A quantitative analysis of mineral composition is imperative to reveal the rock deposition, diagenesis, and reservoir characteristics of the target reservoir. On the basis of the above physical experiments, this study also supplemented the mineral composition analysis to deeply explore the densification mechanism of deep unconventional reservoirs (Yuejiao et al., 2021; Bian et al., 2023). The quantitative analysis of mineral composition is performed by scanning the surface of a specimen with a high-energy electron beam accelerated along a predefined raster scanning pattern. This process produces a color map of the embedded characteristics of the mineral assemblage. The instrument emits an X-ray spectrum, thereby providing information on the elemental content at each measurement point. By integrating the gray scale of the backscattered electron image with the intensity of the X-rays, the elemental content can be derived and converted into a mineral phase (Lei et al., 2022; Yang et al., 2024).
By employing face scanning technology on the specimen surface, the calculation and acquisition of all parameters related to mineral structural features can be facilitated. These parameters encompass mineral particle morphology, mineral embedding characteristics, mineral dissociation, elemental fugacity, porosity, and matrix density. The subsequent processing of the data entails the integration of multiple mineral phases into mineral aggregates, the decomposition of the mixed spectrum (boundary phase processing), image filtration, and the classification of particles. The quantitative analysis results can be generated for any specimen selected for study, as well as for individual particles or particles that are similar in chemical composition or structural characteristics (grain size, rock type, etc.) (He et al., 2019; Zhao Z. et al., 2022).

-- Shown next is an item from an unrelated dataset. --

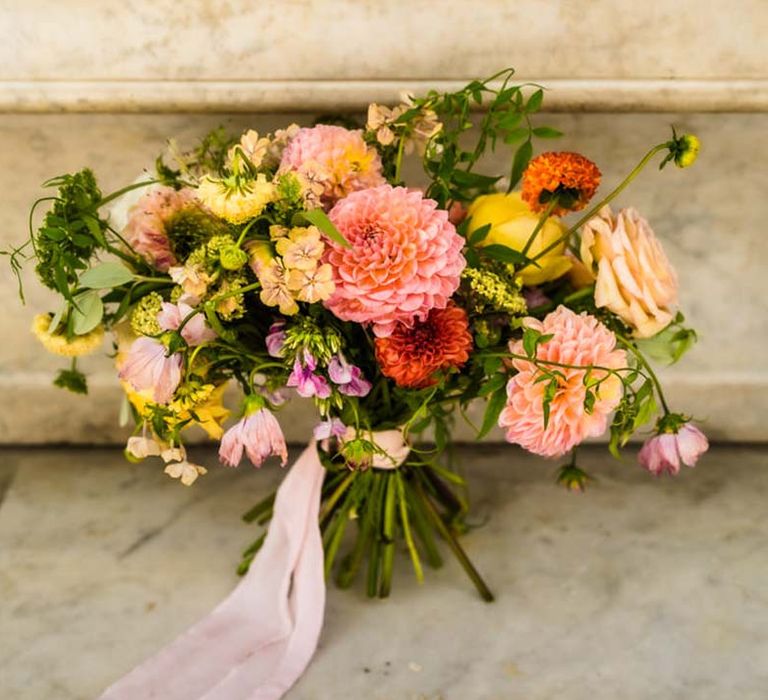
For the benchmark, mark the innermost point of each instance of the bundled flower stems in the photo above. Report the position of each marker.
(300, 263)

In this study, a simultaneous scanning technique was employed, whereby standard specimens were scanned alongside the core specimens to facilitate the scanning process and provide a calibration reference for subsequent data processing. The standard specimens employed in this study encompassed pure water, glass, plexiglass, 6061 aluminum alloy, and organic plastics. These specimens were selected to encompass a broad spectrum of physical and chemical properties, ensuring the general applicability and accuracy of the data processing parameters. By accurately scanning these standard specimens, we were able to calibrate and optimize data processing algorithms, thereby enhancing the overall quality and reliability of the data.
In summary, for the well wall cores and drilling cores of the Paleoproterozoic target layers in Kaiping, Huizhou and Baiyun blocks, this study systematically carries out three-dimensional multiscale CT scanning, including CT scanning of drilling cores, micro- and nanoscale CT core scanning of representative specimens, focused ion beam scanning electron microscopy (FIBES), as well as quantitative analysis and testing of the mineral compositions. A total of 226 specimens were collected and analyzed in four batches of specimens, each batch of specimens coming from different geological blocks to ensure the representativeness and comprehensiveness of the research results. The sources of specimen batches are shown in Table 1.
3 Analysis of test results
3.1 CT scan results of full-diameter core
A total of 115.22 m of core was scanned in the full-diameter core CT scanning test, and the core sampling depth was mostly 3,500–4,500 m. The scanned specimen data are shown in Table 2.
This study utilizes high-resolution circumferential orientation maps, X-direction slices, and Y-direction slices of the internal structure of the rock, obtained through double CT scanning tests of the full-diameter cores. This approach enables the comparison of the scanned images with the natural state of the cores and facilitates the evaluation of the external features of the cores. The scanning results along with the physical diagrams of the cores, are presented in Figure 2. The green curve in the graph represents density, while the purple curve signifies effective original sequence number.
A comparison of the experimental results reveals that the internal structure of the core exhibits different characteristics at different depths. At a depth of approximately 2,500 m, the thickness of the lithological layers in the core exhibits a tendency to be greater, while the distribution of laminae within the core is found to be uneven. As the core sampling depth reaches 3500 m, the thickness of the lithological layers decreases, and the laminae become more developed. Furthermore, as the core is buried at greater depths, the curves depicting its density and effective original sequence number exhibit minimal change, suggesting that the density and structure of the material within the core tend to be more uniformly distributed. In summary, the lithology and physical properties of the reservoir undergo changes with the burial depth, and as the burial depth increases, the density of the reservoir gradually increases and tends to be stabilized, and the tectonic joints inside the reservoir are also more developed (Huang et al., 2019).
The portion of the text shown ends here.